Design/methodology/approach
An empirical-experimental study approach was used to assess the usability of affective state visualizations in a learning context. The first study was conducted with students who had knowledge of visualization techniques (n=10). The insights from this pilot study were used to improve the interpretability and ease of use of the visualizations. The second study was conducted with the improved visualizations with students who had no or limited knowledge of visualization techniques (n=105).
Findings
The results indicate that usability, measured by perceived usefulness and insight, is overall acceptable. However, the findings also suggest that interpretability of some visualizations, in terms of the capability to support emotional awareness, still needs to be improved.
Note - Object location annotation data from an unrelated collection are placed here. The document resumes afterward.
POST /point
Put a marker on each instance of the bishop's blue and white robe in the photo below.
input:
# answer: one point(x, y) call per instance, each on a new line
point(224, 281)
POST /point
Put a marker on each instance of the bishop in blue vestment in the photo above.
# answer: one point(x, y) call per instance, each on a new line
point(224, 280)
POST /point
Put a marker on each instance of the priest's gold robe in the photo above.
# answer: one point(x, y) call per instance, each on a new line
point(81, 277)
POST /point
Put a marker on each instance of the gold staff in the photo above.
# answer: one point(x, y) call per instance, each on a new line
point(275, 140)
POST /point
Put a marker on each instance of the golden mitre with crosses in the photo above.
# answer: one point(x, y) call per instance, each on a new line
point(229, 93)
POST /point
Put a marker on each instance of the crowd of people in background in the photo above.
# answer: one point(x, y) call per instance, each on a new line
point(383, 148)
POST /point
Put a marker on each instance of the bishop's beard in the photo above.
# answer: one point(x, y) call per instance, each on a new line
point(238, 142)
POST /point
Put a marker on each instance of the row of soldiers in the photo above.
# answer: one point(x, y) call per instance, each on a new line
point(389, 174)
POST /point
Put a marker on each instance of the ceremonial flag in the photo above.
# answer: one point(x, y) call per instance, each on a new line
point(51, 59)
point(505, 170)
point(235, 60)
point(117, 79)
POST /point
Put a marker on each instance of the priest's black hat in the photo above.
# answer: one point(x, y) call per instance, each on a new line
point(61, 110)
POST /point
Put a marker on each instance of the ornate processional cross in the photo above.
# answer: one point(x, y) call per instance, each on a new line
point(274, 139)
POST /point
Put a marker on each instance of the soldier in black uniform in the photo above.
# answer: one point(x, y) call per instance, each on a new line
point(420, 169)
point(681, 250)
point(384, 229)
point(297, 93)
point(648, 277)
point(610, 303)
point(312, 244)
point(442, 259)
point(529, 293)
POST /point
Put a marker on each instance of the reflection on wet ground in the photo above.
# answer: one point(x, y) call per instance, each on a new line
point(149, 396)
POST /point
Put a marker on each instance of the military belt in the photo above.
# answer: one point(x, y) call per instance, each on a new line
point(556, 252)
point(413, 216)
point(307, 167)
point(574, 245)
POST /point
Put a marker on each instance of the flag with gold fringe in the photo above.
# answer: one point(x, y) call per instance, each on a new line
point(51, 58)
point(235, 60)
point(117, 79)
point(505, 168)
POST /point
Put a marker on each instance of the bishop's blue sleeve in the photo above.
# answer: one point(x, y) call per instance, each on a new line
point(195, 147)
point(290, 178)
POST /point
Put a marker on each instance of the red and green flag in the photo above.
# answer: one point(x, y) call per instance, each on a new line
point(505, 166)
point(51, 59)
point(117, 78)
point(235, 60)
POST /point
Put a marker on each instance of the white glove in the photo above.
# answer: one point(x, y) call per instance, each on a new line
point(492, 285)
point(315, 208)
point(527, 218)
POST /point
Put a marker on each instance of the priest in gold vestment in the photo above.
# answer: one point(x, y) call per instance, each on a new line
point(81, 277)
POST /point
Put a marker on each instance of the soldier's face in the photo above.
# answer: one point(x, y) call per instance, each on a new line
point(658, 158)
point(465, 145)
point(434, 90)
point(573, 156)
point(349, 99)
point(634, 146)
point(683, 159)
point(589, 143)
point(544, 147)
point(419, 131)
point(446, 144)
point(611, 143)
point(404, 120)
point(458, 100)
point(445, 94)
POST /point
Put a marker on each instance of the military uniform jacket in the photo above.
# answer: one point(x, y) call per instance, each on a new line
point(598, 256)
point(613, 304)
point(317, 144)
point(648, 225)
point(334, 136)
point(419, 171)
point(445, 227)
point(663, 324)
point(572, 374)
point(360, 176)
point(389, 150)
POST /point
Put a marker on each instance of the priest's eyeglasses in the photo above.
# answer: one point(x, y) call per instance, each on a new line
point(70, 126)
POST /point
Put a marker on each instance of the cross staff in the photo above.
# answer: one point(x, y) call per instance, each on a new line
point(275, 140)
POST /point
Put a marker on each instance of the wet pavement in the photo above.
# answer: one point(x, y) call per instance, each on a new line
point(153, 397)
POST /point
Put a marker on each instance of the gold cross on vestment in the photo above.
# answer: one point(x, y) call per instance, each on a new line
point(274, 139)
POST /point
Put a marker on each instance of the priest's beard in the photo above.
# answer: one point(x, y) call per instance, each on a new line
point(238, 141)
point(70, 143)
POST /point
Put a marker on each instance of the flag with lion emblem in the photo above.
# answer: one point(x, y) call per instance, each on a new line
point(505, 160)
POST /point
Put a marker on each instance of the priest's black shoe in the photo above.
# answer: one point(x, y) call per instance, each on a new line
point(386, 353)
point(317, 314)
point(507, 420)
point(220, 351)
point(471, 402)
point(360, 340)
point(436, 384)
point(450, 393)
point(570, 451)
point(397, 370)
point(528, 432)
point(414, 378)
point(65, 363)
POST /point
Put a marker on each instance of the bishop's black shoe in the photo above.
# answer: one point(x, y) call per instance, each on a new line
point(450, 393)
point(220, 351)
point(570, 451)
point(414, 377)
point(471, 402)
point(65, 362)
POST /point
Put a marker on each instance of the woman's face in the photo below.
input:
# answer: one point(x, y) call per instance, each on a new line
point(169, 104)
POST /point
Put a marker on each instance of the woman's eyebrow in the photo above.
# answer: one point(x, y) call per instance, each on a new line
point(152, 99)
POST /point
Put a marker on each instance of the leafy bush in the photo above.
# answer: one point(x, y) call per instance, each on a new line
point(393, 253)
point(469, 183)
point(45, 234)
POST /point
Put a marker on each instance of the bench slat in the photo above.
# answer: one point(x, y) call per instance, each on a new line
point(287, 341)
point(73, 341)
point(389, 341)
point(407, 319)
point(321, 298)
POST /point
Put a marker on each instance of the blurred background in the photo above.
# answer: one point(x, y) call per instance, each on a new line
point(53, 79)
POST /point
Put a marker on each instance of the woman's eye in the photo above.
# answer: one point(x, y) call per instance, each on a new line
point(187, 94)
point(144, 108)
The level of students’ awareness of their emotions during learning activities based on the visualization interpretation varied depending on previous knowledge of information visualization techniques. Awareness was found to be high for the most frequently experienced emotions and activities that were the most frustrating, but lower for more complex insights such as interpreting differences with peers. Furthermore, simpler visualizations resulted in better outcomes than more complex techniques.
Originality/value
Detection of affective states of students and visualizations of these states in computer-based learning environments have been proposed to support student awareness and improve learning. However, the evaluation of visualizations of these affective states with students to support awareness in real life settings is an open issue.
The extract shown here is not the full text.